Monday, 19 November 2012

Hutton, Essex

All Saints was locked with a keyholder listed but as it looked to me a Victorian church I moved on and apart from the brass and the screen I don't think I missed much.

ALL SAINTS. Rebuilt by G. E. Street in 1873. A small church and not one of Street’s masterpieces. Of the medieval church the nave arcades with quatrefoil piers, moulded capitals and arches of one wave and one hollow-chamfer mouldings survive - typical C14 work. The chancel arch, and the nave roof belong to the same date.
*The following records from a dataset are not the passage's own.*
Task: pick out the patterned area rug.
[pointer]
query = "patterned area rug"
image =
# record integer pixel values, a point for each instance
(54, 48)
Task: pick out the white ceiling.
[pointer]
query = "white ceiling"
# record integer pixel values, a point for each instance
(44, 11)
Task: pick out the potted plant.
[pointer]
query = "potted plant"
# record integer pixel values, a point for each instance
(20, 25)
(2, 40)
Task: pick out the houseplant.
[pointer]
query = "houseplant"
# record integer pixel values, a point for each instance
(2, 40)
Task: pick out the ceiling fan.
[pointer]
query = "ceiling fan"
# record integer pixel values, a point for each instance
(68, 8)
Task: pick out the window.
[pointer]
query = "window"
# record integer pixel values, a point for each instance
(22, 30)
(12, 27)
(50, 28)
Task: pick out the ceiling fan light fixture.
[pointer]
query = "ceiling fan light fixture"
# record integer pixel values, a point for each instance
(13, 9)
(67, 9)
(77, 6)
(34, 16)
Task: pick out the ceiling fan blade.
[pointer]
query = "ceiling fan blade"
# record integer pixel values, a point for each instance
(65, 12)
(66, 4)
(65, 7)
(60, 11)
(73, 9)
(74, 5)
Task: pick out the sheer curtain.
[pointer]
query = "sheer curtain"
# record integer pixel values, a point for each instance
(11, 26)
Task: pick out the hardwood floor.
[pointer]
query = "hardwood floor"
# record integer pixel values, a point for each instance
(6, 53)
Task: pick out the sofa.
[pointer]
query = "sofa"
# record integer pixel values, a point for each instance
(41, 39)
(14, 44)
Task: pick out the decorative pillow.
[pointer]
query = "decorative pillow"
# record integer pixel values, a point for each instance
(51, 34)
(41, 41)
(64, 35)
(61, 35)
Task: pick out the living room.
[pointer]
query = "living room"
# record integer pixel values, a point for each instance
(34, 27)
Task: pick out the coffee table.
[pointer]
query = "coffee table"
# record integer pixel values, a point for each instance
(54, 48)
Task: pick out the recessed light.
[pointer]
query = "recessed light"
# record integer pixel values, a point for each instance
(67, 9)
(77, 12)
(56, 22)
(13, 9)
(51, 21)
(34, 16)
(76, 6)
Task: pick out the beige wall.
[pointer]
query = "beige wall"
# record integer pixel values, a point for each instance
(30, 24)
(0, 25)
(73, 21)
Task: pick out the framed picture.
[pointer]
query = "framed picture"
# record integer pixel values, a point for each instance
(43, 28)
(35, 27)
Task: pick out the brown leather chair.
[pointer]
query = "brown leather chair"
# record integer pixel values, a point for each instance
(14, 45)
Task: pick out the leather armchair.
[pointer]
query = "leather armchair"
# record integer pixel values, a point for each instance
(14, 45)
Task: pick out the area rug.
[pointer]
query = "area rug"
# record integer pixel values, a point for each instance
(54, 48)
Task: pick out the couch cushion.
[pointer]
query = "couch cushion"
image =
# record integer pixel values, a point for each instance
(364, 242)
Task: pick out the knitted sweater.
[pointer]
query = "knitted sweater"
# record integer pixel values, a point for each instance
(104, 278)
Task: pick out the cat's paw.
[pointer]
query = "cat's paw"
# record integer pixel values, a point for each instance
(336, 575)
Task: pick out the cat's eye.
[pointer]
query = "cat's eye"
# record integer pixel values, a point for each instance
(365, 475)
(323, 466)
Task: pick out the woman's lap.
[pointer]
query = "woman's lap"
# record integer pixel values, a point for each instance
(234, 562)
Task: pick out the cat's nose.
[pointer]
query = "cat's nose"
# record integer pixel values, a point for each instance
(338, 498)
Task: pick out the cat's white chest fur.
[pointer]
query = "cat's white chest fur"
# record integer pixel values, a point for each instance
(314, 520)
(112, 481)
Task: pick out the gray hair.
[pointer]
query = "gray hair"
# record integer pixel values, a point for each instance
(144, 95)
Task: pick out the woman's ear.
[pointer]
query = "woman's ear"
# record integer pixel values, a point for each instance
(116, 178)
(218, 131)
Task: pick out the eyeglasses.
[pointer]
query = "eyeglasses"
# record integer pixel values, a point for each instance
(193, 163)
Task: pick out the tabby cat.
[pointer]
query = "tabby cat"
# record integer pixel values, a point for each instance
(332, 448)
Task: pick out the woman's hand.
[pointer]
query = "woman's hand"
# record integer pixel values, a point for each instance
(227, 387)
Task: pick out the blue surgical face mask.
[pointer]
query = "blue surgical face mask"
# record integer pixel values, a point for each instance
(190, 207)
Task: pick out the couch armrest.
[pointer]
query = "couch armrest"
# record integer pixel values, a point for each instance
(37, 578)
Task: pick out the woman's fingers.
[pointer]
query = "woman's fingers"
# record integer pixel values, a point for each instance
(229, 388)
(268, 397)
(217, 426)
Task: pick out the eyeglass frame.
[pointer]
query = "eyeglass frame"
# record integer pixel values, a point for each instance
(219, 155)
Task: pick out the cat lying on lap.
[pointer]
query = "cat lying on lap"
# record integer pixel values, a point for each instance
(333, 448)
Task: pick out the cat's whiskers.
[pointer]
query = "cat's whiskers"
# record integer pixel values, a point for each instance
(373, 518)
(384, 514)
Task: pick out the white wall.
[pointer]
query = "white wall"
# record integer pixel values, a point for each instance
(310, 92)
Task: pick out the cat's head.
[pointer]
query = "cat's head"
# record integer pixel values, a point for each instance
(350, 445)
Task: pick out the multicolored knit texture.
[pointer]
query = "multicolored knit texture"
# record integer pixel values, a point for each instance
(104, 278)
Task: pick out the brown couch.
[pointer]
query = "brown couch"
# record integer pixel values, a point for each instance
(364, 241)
The bell-turret is also medieval, but probably of the C15. It stands on six posts, the distance between the first being much wider than between the others. Tall braces from N and S and trellis strutting from W to E. - LECTERN etc., metalwork in the typical Street style. - PLATE. Cover of 1567; Paten on Foot probably of 1648. - BRASS. Knight and Lady of c. 1525.

All Saints (2)

HUTTON. It lies on the road from Brentwood to Billericay, but its delightful church is down a lane, by the limes in which the rooks have a village all their own. So thoroughly was the church restored last century that little remains of its medieval walls, but most of the wooden porch of the 14th century has been replaced on new dwarf walls. The beam over the outer arch is carved with trefoils, richly traceried heads make beautiful the four windows in the sides, and there is a bargeboard of great beauty. The roof of the nave is as old as Parliament, and is continued over the tiny aisles, resting on the original clustered columns. A brass of about 1525 shows an unknown man in armour with his wife and their 16 children. The church also has a splendid modern screen with oak statues of St George, Joan of Arc, Sir Thomas More, and Bishop Fisher. Another imposing piece of craftsmanship is the high font cover, with a relief of a woman clinging to a rock; it is a memorial to a Mrs Hamilton who perished in a wreck.